The action of the workers against IBP will not prosper. It is true
that the Labor Code provides: In the event of bankruptcy or
liquidation of an employer's business, his workers shall enjoy first
preference as regards their wages and other monetary claims,
any provisions of law to the contrary notwithstanding. Such
unpaid wages and monetary claim shall be paid in full before
claims of the government and other creditors may be paid. But,
here, the mortgaged property is no longer owned by SJTC. The
first preference of the workers can only be enforced against the
judgement debtor, meaning SJTC, and not against IBC who now
owns the mortgaged property which has been fore- closed.
(Development Dank of the Philippines vs. Minister of Labor and

Employment, et al.. G.R. No. 75801, March 20,1991)

5.

In this 2014 case, the Supreme Court ruled that the Labor Arbiter,
not the regular courts, has original jurisdiction over the illegal
dismissal case filed by petitioner Cosare who was an
incorporator of respondent Broadcom and was holding the
position of Assistant Vice President for Sales (AVP for Sales) at
the time of his termination.
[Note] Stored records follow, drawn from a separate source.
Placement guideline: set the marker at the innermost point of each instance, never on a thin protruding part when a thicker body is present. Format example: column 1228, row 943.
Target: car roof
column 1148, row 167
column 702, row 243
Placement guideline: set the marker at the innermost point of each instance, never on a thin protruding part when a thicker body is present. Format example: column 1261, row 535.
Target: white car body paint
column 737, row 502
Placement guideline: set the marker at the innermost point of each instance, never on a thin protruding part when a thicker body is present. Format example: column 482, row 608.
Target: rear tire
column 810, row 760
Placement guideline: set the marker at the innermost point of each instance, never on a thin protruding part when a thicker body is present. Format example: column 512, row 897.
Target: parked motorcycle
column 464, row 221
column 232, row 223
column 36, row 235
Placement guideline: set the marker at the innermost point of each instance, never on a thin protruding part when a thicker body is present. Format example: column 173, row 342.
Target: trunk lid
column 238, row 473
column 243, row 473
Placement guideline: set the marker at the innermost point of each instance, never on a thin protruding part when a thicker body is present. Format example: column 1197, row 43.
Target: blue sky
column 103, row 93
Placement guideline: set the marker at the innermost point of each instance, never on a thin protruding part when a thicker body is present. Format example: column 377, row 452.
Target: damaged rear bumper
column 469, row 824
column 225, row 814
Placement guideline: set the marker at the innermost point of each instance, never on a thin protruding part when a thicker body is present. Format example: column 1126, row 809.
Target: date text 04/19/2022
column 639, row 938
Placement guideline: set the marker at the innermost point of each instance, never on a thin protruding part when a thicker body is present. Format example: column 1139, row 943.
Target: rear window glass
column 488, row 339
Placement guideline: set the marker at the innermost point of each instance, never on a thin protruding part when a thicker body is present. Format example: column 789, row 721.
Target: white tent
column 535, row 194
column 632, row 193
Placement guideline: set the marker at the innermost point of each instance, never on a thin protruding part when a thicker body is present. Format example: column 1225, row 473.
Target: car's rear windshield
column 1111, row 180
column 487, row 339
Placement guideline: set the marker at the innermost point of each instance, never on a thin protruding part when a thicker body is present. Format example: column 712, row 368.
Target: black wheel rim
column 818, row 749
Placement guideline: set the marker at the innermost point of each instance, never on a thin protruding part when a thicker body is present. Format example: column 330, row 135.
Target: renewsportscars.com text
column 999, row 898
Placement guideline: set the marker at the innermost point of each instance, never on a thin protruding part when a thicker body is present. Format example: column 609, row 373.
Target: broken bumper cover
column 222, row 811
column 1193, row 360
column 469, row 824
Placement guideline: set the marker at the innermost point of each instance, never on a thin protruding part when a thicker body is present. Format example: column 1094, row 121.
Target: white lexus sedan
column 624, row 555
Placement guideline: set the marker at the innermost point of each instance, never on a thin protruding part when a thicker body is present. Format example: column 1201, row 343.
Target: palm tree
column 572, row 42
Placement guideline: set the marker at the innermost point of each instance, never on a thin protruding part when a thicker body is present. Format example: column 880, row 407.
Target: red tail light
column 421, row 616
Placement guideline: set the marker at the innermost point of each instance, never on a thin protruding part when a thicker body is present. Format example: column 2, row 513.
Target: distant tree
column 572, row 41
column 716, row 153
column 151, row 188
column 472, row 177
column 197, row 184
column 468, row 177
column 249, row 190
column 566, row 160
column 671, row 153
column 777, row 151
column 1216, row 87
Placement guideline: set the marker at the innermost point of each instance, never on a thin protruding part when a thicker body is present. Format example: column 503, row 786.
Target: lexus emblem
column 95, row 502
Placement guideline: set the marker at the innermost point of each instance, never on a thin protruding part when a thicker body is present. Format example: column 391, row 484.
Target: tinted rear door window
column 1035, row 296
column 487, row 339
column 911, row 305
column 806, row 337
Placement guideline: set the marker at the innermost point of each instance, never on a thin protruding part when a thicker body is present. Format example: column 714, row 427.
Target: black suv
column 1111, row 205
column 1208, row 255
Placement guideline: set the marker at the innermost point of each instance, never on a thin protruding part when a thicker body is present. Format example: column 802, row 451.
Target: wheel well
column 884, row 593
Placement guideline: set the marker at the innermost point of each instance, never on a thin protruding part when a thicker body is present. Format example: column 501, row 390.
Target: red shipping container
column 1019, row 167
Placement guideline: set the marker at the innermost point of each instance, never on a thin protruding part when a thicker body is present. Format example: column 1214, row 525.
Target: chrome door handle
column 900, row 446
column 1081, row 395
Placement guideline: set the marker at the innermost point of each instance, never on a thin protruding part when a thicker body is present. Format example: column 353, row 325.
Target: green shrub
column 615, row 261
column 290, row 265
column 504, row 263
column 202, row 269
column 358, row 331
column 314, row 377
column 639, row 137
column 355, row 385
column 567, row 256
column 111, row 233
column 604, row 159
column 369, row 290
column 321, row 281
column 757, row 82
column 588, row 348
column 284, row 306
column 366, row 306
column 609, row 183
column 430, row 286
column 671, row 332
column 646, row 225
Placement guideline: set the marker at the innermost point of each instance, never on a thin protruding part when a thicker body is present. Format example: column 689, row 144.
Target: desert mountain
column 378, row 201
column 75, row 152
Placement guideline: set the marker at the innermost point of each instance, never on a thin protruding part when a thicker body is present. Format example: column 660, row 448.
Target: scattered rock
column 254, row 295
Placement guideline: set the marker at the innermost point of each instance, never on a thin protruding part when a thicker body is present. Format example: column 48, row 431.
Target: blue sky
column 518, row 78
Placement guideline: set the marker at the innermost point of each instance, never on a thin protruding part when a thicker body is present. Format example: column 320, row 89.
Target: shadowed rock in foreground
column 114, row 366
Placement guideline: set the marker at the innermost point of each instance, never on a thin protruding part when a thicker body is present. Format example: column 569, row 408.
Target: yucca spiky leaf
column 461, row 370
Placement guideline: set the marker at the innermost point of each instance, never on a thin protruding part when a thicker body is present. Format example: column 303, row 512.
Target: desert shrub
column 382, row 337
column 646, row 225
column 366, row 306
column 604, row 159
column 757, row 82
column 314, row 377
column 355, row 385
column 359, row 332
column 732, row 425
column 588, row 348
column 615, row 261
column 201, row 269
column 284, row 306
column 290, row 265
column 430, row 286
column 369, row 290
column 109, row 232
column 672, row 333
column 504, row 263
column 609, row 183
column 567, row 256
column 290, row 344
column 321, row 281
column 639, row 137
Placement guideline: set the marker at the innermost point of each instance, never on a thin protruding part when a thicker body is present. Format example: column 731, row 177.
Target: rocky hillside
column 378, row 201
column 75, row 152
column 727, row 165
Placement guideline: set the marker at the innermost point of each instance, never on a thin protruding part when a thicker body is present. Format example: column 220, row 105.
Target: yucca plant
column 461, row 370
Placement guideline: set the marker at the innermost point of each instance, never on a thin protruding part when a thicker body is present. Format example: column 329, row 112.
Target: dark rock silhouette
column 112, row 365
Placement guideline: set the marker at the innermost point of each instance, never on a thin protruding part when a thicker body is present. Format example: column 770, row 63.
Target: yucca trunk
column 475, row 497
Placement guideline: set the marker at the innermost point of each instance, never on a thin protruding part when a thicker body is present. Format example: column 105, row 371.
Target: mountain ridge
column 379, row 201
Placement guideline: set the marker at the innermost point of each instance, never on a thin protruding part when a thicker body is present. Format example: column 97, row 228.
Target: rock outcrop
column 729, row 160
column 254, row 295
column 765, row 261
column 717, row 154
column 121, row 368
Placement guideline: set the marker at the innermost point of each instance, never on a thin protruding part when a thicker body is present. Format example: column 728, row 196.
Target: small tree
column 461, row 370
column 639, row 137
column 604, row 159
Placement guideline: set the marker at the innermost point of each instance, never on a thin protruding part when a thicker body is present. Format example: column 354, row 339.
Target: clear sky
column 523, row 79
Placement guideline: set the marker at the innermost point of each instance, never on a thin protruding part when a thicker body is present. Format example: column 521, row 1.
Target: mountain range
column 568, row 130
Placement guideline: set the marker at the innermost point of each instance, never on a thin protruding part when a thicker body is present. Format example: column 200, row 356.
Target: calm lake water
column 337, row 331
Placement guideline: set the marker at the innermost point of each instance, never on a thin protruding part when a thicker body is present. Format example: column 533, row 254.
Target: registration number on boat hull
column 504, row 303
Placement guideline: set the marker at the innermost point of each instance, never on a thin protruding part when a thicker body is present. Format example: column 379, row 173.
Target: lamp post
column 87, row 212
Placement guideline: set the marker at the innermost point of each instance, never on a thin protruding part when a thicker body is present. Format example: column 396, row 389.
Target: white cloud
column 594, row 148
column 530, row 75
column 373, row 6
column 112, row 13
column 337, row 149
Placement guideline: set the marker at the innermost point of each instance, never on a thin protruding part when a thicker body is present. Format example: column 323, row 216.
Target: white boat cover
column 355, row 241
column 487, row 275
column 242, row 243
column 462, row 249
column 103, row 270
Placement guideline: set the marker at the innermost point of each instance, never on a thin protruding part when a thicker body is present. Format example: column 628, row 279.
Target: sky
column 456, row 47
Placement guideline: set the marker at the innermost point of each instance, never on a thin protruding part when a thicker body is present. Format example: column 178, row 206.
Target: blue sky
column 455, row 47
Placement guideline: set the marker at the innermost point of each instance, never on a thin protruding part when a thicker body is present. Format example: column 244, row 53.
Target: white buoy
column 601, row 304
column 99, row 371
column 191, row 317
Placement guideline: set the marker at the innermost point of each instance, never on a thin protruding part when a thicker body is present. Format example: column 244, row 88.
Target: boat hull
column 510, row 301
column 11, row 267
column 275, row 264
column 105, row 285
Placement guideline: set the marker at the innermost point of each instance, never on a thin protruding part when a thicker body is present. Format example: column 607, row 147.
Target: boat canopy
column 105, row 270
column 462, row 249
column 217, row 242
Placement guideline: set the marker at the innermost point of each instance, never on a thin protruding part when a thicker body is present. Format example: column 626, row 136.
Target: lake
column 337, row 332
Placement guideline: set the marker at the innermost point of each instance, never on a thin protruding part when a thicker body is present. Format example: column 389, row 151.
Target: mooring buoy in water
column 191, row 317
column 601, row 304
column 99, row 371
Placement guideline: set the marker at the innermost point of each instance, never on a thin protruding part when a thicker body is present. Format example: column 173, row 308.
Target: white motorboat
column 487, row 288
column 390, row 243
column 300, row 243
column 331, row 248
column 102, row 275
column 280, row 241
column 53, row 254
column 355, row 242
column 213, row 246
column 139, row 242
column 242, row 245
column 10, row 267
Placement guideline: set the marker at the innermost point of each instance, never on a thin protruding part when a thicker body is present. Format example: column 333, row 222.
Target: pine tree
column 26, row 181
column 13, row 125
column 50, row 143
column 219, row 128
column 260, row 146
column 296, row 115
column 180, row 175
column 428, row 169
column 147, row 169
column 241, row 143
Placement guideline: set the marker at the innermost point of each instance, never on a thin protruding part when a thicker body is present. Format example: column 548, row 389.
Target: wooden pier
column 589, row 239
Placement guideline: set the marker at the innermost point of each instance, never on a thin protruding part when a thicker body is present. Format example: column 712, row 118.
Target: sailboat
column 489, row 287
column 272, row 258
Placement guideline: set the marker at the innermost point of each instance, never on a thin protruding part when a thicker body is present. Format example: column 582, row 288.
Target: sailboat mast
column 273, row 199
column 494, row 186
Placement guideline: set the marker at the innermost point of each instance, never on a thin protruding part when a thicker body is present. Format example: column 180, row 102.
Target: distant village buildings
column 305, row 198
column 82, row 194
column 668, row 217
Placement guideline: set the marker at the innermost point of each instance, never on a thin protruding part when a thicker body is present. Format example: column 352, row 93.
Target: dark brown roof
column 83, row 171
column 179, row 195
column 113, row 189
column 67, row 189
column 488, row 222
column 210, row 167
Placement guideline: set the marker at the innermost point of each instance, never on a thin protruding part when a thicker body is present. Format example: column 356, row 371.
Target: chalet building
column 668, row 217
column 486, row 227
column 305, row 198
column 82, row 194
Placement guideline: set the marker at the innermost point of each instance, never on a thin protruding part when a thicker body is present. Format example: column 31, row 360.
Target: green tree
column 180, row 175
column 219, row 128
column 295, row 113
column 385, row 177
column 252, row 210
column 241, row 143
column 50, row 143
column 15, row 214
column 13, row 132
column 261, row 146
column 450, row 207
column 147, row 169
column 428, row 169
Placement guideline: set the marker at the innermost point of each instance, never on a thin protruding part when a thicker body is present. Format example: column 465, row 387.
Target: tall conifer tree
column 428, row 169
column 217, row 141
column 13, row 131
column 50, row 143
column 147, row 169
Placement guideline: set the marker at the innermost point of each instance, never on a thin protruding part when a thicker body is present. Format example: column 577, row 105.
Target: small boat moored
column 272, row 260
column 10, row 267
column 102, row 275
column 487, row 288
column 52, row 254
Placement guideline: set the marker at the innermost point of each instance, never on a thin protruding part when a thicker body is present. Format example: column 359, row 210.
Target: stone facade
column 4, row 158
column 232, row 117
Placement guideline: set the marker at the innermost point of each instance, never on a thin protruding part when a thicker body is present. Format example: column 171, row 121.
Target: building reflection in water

The following justifications were cited
in support of this ruling:
(1) The mere fact that a person was a stockholder and an
officer of the company at the time the subject controversy
developed does not necessarily make the case an intra-corporate
dispute.
(2) A person, although an officer of the company, is not
necessarily a corporate officer thereof.
(3) General Information Sheet (GIS) submitted to SEC
neither governs nor establishes the nature of office.
(4) The Nature of the Controversy Test: The mere fact that a
person was a stockholder at the time of the filing of the illegal
dismissal case does not make the action an intra-corporate
dispute.

6.

a) Yes, There was a valid election. The Labor Code requires that
for a certification election to be valid, at least a majority of all
eligible voters in the unit must have cast their votes. (Article 256,
Labor Code) Here, the number of eligible voters was 800. Seven
hundred (700) or more than a majority voted. Thus, the election
was valid.
b) No union could be certified as bargaining representative of
employees. To be certified, a labor union should receive a
majority of valid votes cast of at least a majority of the 800 votes
cast which should be 401 votes. (Article 256, Labor Code) The
union obtaining the highest number of votes is Union A. It
obtained only 200 votes, short of the majority by 201 votes.
c) A new election should be conducted, but the Labor Code
provides that it should be an election not at all the four unions

who participated in the election but a run-off election where only


the labor unions receiving the two highest numbers of votes will
participate. This run-off election can be held because in the
earlier election, the total number of votes for all the contending
unions was at least fifty percent (50%) of the number of votes
cast. Here. 450 votes or more than a majority of the 800 votes
cast, were votes for all contending unions. (Article 256, Labor
Code)
d) Here, the total number of votes cast was 700 votes. Union A
can not be certified as bargaining representative. It did not get
the majority of the valid votes cast, namely 351 votes. Union A
got only 300 votes.
7.

"Night worker" means any employed person whose work covers


the period from 10 o'clock in the evening to 6 o'clock the
following morning provided that the worker performs no less than
seven (7) consecutive hours of work.
When women nightworkers become pregnant, measures shall be
taken to ensure that an alternative to night work is available to
them but they may still be allowed to work at night ONLY IF a
competent physician other then the companys physician certifies
their fitness to render night work.

8.

Katrinas objection is justified.


Having enjoyed across-the-board bonuses, she has earned a
vested right. Hence, none of them can be withheld or reduced. In
the problem, the company has not proven its alleged loss to be
substantial. Permitting reduction of pay at the slightest indication
of losses is contrary to full protection to labor.
As to the productivity-based bonus, she is deemed to have
earned them because of her excellent performance ratings for 3
quarters. This would violate non-diminution of benefits.